Label : Icy Cold Records
Genre : rock post-punk de dandy énervé
Date de sortie : 2023/10/06
Note : 90%
Posté par : Sylvaïn Nicolino

Cinquième long format pour Varsovie. Il faut d'abord dire la joie qui nous saisit de partager ces années avec ce groupe, d'avoir su saisir ses balbutiements à l'époque des sites myspace, d'avoir découvert leur premier long format et depuis de les retrouver à intervalles réguliers avec de nouvelles compositions.

Le savoir-faire est là, manifeste, ouvrant avec un tube imparable ce Pression À Froid. La voix grave, le chant scandé, poétique, soutenu par un rock énergique et noir, bien ancré dans un registre cold-rock encore imprégné de l'urgence punk et des brusques variations post-punk répétitives (break imparable) dès le liminal "Perspective Nevski". On aimerait juste que Grégory le chanteur se mette à crier son désarroi aux trois minutes mais, malin, celui-ci laisse les guitares rugir en couches superposées, créant un brouillage, un nappage brumeux et électrique, reléguant à la dernière seconde le timbre soudain isolé, glacial... terriblement humain.
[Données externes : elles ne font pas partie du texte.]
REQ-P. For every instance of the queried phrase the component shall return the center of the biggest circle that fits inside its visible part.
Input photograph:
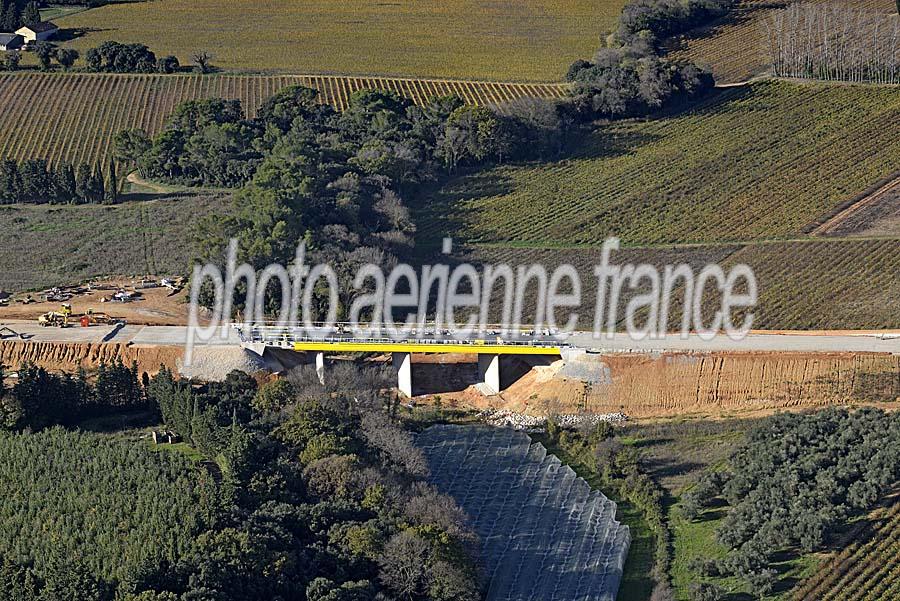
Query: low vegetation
(69, 244)
(867, 568)
(506, 41)
(735, 47)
Les rythmiques se font débonnaires, dansantes, secondées par la voix qui scande, soulevant le bassin, presque ironique dans sa manière d'aborder "Pochodeň číslo jedna" alors que le désespoir est là ! C'est que, dans l'ADN de Varsovie, frétille cette vie qui souffle dans la chute, ces secousses au sol, malgré la noirceur (ils le disent : "le cadavre bouge encore"). Le procédé bondissant sculpte aussi le dance-goth "Structure", comme une EBM rock'n'roll sur rage poétique. Le travail créatif s'inscrit, précieux et dense, naturel dans la symbiose entre les deux hommes. Cette position orageuse entre agitation et dépression irradiait les débuts de ce qui ne s'appelait même pas encore coldwave, chez Joy Division notamment. Les initiés songeront aussi à The Cure au démarrage d'"Artefacts" : la batterie de "Cold" est évoquée, avec un hommage en plus aux écarts de notes de sa basse ; chez Varsovie on aime jouer, pince-sans-rire, et tester les auditeurs, ces happy-few comme les nommait Stendhal. La maîtrise d'"Artefacts" est parfaite, sublimée par les déliés acides de sa guitare, très gothique pour le coup, voire death-rock diront les spécialistes.
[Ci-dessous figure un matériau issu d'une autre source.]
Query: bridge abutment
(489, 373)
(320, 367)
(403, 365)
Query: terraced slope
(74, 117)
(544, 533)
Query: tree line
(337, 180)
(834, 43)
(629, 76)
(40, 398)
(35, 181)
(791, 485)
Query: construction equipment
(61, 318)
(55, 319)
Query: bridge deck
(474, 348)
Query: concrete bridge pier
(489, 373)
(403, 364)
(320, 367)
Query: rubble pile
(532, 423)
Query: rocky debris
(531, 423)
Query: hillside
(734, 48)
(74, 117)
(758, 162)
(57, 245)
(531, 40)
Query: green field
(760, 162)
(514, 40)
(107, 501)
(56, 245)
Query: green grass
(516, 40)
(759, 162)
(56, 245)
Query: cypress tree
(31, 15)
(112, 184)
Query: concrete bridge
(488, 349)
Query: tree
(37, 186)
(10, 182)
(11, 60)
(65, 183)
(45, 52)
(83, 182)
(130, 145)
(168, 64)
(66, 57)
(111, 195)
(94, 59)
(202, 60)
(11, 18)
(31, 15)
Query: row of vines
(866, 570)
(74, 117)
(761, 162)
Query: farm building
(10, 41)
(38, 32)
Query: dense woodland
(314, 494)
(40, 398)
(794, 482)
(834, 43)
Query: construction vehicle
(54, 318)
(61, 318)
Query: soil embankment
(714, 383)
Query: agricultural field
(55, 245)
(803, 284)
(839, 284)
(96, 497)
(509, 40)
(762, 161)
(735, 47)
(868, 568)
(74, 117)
On ne met pas ses émotions dans les mêmes effets et si les rythmiques sont enjouées, alors la guitare pleurera. Et si la rythmique se tape un sprint, les couplets calmeront le jeu en maintenant la tension à haut niveau de voltige ("Sous les Radars"). Les compositions ont été resserrées, moins ouvertes et complexes que sur Coups Et Blessures et L'Ombre Et La Nuit : c'est bien la basse et le chant qui mènent la danse, permettant à la guitare de broder et de créer des volutes inspirées car minimales plutôt que des épanchements plus volubiles et moins percutants. Cela donne une rage plus contenue et plus intense, qui se met à claquer comme lorsqu'un verre se brise ("Synesthésie"), repris par les cymbales. Le jeu de la batterie est très descriptif, bien présent au mixage et mieux exploité que la moyenne des productions : on sent le soin qui a été apporté pour que chaque son de l'instrument se positionne dans le spectre sonore. Comme pour la guitare, la simplicité mélodique  affichée ouvre de l'espace à ces deux instruments, évanescences et astuces aisément perceptibles et qui raviront même les non-musiciens. La construction englobe la répétition pour en faire un voyage, créant des turbulences et des étapes comme les stations d'un Christ en chemin vers sa gloire. En fin de disque, un nouveau travail de création sonore anime les riffs de la guitare sur "The Ghost of Kyiv", modifiant la formule hégémonique du disque : forcément, sur ce morceau, c'est une autre voix qui vient nous interpeller, celle d'une réfugiée ukrainienne. Longue intro et tournures plus typées du rock héroïque, entre jeu vidéo et épitaphe soignée.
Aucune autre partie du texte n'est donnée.